TokenEmbedding

class keras_mml.layers.core.TokenEmbedding[source]

Turns positive integers (indices) into vectors of fixed size.

For example, [[1, 2], [3, 4], [5, 6]], which could be interpreted as 3 sentences with 2 words each, could be embedded as [[[0.1, 0.2, 0.3], [0.3, 0.4, 0.5]], [[1.1, 1.2, 1.3], [1.3, 1.4, 1.5]], [[2.1, 2.2, 2.3], [2.3, 2.4, 2.5]]], which has shape (3, 2, 3) and can be interpreted as 3 sentences with 2 words each with an embedding dimension of 3.

This layer could optionally include position information in the embeddings by enabling the with_positions attribute.

max_len

Maximum length of a sentence.

vocab_size

Size of the vocabulary. Typically this is one more than the maximum integer index.

embedding_dim

Embedding dimension.

with_positions

Whether to include position information in the embeddings.

__init__(max_len, vocab_size, embedding_dim, with_positions=False, **kwargs)[source]

Initializes a new instance of the layer.

Parameters:
  • max_len (int) – Maximum length of a sentence.

  • vocab_size (int) – Size of the vocabulary. Typically this is one more than the maximum integer index.

  • embedding_dim (int) – Embedding dimension.

  • with_positions (bool, default: False) – Whether to include position information in the embeddings.

  • **kwargs – Keyword arguments for keras.Layer.

Raises:
  • ValueError – If the maximum sentence length is not a positive integer.

  • ValueError – If the vocabulary size is not a positive integer.

  • ValueError – If the embedding dimension is not a positive integer.

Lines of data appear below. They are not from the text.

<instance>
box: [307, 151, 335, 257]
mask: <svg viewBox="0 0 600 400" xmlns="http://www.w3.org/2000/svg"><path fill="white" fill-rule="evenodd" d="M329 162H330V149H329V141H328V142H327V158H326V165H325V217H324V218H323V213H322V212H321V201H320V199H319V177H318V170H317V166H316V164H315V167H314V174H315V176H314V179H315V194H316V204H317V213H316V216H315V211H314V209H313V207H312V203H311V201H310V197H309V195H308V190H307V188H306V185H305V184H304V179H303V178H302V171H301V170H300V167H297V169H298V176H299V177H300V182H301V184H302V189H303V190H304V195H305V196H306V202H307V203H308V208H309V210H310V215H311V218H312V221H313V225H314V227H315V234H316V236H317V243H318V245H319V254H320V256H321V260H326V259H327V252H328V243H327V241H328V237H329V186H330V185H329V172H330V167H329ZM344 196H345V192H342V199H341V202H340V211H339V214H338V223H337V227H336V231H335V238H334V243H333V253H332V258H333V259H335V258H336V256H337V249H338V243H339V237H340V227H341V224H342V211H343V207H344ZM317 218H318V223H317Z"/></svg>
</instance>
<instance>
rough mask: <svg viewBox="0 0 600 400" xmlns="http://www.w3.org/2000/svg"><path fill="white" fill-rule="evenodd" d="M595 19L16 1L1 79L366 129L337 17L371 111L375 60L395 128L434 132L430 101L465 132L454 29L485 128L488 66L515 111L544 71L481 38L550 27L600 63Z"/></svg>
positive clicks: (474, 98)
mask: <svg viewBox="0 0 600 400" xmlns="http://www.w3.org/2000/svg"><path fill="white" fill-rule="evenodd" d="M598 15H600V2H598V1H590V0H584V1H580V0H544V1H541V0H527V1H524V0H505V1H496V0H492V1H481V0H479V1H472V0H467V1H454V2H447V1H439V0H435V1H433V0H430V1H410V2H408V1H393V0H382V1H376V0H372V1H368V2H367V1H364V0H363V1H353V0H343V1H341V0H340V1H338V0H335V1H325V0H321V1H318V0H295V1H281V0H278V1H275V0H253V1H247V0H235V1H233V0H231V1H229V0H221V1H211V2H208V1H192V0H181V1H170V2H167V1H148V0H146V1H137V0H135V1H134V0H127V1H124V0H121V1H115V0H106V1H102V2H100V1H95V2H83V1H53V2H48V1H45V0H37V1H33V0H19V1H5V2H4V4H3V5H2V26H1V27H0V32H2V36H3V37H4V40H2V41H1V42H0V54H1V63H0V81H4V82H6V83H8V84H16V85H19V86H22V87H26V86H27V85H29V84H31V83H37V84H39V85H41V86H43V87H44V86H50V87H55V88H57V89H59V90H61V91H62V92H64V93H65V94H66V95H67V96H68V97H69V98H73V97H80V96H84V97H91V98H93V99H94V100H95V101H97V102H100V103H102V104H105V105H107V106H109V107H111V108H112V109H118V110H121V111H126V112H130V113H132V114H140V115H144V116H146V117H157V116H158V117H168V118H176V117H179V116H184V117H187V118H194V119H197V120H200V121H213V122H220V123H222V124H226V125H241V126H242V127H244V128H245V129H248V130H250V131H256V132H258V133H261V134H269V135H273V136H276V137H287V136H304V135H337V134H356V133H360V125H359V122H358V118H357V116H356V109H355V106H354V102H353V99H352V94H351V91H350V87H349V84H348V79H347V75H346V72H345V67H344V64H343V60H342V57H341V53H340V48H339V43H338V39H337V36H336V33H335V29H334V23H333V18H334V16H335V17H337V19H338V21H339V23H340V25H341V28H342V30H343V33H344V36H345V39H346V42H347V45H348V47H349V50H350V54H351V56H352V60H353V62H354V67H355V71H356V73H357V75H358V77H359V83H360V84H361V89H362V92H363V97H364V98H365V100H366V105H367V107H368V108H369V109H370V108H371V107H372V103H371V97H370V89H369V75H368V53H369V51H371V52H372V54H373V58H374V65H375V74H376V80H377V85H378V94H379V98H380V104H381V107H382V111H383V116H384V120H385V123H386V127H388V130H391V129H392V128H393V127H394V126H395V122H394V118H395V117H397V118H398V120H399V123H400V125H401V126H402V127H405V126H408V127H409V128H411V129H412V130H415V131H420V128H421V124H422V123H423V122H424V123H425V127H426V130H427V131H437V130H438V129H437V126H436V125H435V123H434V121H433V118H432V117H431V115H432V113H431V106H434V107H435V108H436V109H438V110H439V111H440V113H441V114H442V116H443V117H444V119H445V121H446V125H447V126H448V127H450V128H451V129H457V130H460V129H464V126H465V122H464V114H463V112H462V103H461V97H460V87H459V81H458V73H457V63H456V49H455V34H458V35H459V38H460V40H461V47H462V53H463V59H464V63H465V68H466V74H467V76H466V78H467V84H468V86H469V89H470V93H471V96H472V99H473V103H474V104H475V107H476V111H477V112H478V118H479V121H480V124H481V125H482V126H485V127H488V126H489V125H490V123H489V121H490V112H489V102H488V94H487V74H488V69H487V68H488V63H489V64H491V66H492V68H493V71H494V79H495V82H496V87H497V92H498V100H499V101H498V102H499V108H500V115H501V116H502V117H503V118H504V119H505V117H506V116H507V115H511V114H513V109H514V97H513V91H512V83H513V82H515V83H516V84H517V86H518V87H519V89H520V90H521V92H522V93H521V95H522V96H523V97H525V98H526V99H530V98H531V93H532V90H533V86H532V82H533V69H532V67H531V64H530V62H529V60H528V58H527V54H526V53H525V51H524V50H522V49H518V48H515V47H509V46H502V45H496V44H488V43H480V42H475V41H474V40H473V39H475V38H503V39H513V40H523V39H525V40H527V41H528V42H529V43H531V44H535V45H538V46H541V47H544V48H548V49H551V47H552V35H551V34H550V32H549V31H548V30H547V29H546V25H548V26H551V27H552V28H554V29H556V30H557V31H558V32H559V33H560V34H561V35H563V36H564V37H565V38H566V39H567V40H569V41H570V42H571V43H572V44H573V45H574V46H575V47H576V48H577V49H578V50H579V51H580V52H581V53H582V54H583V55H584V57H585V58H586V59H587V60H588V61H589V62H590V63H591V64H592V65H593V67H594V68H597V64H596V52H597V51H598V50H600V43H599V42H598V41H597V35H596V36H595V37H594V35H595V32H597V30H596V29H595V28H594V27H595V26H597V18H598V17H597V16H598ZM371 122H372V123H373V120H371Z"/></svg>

build(input_shape)[source]

Build the layer.

Parameters:

input_shape (Tuple[int, int]) – Shape of the input.

call(inputs)[source]

Calling method of the layer.

Parameters:

inputs (Float[ndarray, 'batch_size sequence_len']) – Inputs into the layer.

Returns:

Float[ndarray, 'batch_size sequence_len embedding_dim'] – Transformed inputs.